Another potential enhancement to the game would be some kind of "goals" interface -- i.e., a journal, a log, a record showing what it is we are trying to accomplish at the moment. I was sometimes confused as to what to do next.
Games can be saved at virtually any point. However, I found the finite number of saved games (8) to be limiting. I like to save games regularly. And while there are no places in Treasure Island where Jim can be killed, or the game unexpectedly terminated, I still would have liked to have been able to create more saved games.
One thing I missed while playing the game was Long John Silver's parrot, Captain Flint (named after the legendary pirate). In most pictures of Long John Silver today, his parrot is sitting on his shoulder; they are inseparable. However, the parrot didn't play a role in the game, which almost seemed to reduce the very essence of Silver's character.
I did have a number of technical difficulties with the game. Occasionally, the screen would just freeze, with no alternative but to abort the game (and lose whatever progress I had made since my last save). Three or four times, the game crashed and a Windows message box was displayed -- usually describing some internal programming error. One time, the game simply went to a completely black screen. My system exceeded the hardware requirements for the game; and to my knowledge, all software (drivers, etc.) were completely up to date. I was never able to define the cause of the problems, nor a resolution to them.
As the game drew to a climax, there was a rather lengthy cut scene. It was in such contrast to the rest of the game -- where the player is continually involved -- that it almost seemed as if the developers completely changed course, and just wanted to end it. I was reminded of the ending to each episode of the TV show "Murder She Wrote", when in the last 5 minutes, Jessica would describe the entire murder in great detail -- with little interruption from anyone else.
One final word about the parallel between the game and the novel: without creating too much of a spoiler, I must say that the ending is quite different than that of the book! Did the developers decided that they had a better idea of how to end the story than did Robert Louis Stevenson? I tend to disagree with that approach. Anyone who has read any of my reviews of the Agatha Christie murder mystery games, for instance, will know that I believe that stories by classic writers such as these do not need "improvements" done to them. If the purpose is merely to provide a "surprise ending", I cry "Foul!" I think it was unnecessary -- with only one possible saving grace.
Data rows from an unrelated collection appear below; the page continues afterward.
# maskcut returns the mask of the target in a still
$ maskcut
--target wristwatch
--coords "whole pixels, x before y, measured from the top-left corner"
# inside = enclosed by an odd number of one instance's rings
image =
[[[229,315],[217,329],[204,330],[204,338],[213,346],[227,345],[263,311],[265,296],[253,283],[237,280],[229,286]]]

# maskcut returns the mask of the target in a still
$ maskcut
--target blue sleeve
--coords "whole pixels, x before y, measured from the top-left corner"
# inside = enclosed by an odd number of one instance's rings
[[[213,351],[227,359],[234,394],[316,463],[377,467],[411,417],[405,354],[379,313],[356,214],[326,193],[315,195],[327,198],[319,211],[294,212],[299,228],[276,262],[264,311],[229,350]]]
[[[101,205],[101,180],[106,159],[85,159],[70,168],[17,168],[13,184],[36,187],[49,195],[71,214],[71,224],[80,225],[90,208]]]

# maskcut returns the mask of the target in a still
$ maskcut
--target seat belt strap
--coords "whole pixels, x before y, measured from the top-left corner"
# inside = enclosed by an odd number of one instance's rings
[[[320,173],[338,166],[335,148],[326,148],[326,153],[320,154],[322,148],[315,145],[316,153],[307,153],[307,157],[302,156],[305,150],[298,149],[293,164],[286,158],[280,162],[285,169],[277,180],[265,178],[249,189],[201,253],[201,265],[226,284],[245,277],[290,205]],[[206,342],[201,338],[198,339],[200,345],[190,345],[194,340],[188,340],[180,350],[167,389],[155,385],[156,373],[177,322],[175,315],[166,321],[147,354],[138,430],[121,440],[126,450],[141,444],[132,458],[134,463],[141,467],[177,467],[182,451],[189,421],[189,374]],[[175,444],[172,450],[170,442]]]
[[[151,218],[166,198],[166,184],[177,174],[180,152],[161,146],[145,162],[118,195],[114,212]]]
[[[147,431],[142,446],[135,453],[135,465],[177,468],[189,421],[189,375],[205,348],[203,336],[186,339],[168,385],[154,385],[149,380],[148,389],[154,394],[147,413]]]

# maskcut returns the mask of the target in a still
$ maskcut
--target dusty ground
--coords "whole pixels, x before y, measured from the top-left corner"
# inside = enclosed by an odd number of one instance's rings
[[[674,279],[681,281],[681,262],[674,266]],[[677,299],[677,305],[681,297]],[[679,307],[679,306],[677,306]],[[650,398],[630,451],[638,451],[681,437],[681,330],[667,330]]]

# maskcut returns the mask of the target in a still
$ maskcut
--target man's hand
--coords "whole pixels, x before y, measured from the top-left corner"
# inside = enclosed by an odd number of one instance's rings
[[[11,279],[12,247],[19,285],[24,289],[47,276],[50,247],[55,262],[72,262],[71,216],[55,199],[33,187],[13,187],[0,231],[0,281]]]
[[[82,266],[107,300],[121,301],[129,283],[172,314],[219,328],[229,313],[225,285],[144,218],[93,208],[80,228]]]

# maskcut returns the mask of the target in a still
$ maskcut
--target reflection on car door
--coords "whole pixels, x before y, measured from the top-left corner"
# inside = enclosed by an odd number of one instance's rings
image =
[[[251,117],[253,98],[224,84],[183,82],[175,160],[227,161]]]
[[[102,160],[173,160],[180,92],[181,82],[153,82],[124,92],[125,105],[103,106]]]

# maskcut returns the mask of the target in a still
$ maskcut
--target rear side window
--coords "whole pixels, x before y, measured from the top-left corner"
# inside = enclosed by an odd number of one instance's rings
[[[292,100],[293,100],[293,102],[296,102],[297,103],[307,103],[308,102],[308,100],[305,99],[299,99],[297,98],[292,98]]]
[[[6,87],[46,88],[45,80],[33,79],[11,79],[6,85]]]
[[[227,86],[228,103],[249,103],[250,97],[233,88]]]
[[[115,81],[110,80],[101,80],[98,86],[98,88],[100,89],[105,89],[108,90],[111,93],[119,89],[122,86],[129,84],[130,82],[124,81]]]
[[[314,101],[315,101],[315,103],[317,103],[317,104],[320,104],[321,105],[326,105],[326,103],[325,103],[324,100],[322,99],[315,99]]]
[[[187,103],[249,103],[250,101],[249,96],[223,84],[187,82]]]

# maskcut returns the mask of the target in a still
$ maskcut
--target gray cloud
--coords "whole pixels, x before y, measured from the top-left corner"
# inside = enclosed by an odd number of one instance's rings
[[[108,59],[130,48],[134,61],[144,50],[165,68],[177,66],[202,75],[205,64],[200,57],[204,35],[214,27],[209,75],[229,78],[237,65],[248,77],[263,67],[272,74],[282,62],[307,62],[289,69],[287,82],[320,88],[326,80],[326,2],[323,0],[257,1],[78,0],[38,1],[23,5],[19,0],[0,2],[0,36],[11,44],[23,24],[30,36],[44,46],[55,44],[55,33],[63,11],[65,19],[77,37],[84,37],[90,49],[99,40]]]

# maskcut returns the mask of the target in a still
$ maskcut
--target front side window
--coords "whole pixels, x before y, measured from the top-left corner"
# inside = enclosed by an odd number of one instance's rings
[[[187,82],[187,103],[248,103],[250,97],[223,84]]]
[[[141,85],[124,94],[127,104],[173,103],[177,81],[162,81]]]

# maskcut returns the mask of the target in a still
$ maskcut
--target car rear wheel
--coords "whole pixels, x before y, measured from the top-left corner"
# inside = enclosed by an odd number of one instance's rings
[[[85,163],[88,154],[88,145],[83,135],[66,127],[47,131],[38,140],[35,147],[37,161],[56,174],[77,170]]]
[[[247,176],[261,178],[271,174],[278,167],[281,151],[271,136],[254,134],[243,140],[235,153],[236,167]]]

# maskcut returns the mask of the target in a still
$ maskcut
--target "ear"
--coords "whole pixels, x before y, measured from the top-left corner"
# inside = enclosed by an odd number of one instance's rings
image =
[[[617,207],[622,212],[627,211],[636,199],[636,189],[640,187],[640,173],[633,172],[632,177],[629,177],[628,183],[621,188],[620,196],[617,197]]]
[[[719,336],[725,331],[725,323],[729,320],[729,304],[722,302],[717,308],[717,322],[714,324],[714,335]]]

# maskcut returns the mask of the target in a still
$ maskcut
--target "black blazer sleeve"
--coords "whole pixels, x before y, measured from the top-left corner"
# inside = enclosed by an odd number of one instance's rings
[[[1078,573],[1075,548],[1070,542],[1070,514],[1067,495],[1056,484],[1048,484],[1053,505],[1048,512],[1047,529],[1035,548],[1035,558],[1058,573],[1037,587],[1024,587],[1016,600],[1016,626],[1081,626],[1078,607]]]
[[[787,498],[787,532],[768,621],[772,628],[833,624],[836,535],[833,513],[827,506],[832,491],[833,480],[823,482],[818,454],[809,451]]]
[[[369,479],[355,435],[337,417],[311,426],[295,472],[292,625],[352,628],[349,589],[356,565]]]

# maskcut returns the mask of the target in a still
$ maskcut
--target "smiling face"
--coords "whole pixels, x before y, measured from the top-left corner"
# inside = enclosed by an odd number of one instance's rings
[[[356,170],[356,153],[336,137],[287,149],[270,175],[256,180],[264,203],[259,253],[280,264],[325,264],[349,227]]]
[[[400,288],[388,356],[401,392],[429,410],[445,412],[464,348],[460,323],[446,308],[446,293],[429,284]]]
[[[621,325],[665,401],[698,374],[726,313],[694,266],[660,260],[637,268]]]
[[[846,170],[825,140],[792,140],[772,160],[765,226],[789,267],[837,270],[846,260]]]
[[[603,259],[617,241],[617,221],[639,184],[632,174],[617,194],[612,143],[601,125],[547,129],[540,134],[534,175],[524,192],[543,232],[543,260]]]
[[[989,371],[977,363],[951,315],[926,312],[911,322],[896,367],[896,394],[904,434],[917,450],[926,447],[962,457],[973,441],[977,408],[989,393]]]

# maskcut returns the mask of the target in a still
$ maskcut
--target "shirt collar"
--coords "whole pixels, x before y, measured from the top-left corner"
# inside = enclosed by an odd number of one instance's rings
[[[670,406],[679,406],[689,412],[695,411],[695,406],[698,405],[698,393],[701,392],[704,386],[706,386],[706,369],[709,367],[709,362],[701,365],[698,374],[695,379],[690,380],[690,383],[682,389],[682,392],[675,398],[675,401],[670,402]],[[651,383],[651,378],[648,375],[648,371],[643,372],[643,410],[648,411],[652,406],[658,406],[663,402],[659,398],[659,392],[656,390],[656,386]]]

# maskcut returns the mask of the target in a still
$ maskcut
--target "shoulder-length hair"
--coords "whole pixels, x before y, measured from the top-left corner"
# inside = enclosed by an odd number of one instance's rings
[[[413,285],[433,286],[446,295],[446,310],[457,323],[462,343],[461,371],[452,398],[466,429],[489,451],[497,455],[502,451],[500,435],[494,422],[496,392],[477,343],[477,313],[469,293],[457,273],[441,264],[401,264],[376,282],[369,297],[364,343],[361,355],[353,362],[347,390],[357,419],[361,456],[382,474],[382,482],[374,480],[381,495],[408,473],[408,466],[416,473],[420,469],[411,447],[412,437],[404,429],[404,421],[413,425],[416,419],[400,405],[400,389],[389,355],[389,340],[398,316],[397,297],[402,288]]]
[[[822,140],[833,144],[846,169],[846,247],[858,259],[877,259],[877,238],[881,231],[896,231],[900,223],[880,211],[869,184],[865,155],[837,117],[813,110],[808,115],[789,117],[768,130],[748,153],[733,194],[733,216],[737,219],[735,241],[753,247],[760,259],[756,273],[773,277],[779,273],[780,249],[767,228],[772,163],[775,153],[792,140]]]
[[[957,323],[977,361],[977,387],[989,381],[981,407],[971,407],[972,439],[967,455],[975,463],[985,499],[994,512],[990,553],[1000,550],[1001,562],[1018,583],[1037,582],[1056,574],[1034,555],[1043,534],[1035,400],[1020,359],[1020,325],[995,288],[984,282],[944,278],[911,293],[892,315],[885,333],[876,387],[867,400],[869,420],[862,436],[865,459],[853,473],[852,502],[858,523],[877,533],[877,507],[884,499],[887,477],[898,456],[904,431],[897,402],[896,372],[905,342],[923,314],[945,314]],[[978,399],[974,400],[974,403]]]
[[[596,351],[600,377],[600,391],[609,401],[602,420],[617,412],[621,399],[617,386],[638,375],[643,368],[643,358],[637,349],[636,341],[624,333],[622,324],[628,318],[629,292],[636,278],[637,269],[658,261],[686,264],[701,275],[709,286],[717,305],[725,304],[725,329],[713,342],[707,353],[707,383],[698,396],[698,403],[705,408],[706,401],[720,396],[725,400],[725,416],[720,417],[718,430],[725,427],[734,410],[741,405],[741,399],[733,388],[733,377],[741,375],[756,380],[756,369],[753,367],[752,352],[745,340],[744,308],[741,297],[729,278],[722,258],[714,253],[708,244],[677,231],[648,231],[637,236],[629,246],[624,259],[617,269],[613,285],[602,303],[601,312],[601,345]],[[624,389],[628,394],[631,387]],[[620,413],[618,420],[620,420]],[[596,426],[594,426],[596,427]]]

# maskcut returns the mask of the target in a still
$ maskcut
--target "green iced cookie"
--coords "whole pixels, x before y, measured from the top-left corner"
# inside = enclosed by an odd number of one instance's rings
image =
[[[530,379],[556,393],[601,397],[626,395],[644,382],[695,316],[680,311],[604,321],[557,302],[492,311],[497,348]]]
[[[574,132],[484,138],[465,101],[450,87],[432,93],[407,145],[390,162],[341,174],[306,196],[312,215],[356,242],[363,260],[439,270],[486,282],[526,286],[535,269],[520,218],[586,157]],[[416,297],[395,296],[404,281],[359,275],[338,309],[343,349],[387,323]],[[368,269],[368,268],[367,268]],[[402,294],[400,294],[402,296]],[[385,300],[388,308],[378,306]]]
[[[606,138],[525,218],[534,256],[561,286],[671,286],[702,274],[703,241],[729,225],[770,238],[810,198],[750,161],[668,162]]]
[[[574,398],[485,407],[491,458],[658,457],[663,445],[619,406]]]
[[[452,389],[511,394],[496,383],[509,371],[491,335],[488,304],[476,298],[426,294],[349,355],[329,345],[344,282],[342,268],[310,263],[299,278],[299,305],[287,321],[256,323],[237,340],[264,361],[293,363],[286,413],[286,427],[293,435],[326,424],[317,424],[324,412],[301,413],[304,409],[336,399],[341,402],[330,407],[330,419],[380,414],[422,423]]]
The (very few) players who, after the game has ended, will "stick around" for the credits (which are quite long) will also be treated to a final cut scene. And without giving anything away, this final scene implies very strongly that a sequel is planned. Employing the same ending as the novel would not have allowed for such a sequel; so if that was the purpose, I can understand.
All in all, Treasure Island is quite an enjoyable game. The graphics are excellent; the music is quite good. The story was skillfully ported from the novel. (And the very fact that it prodded me to go back and re-read the book was an added bonus.) With the exception of the Teen rating (predominantly based on some of the actions of the pirates, and some violence), it should offer many hours of fun for the whole family.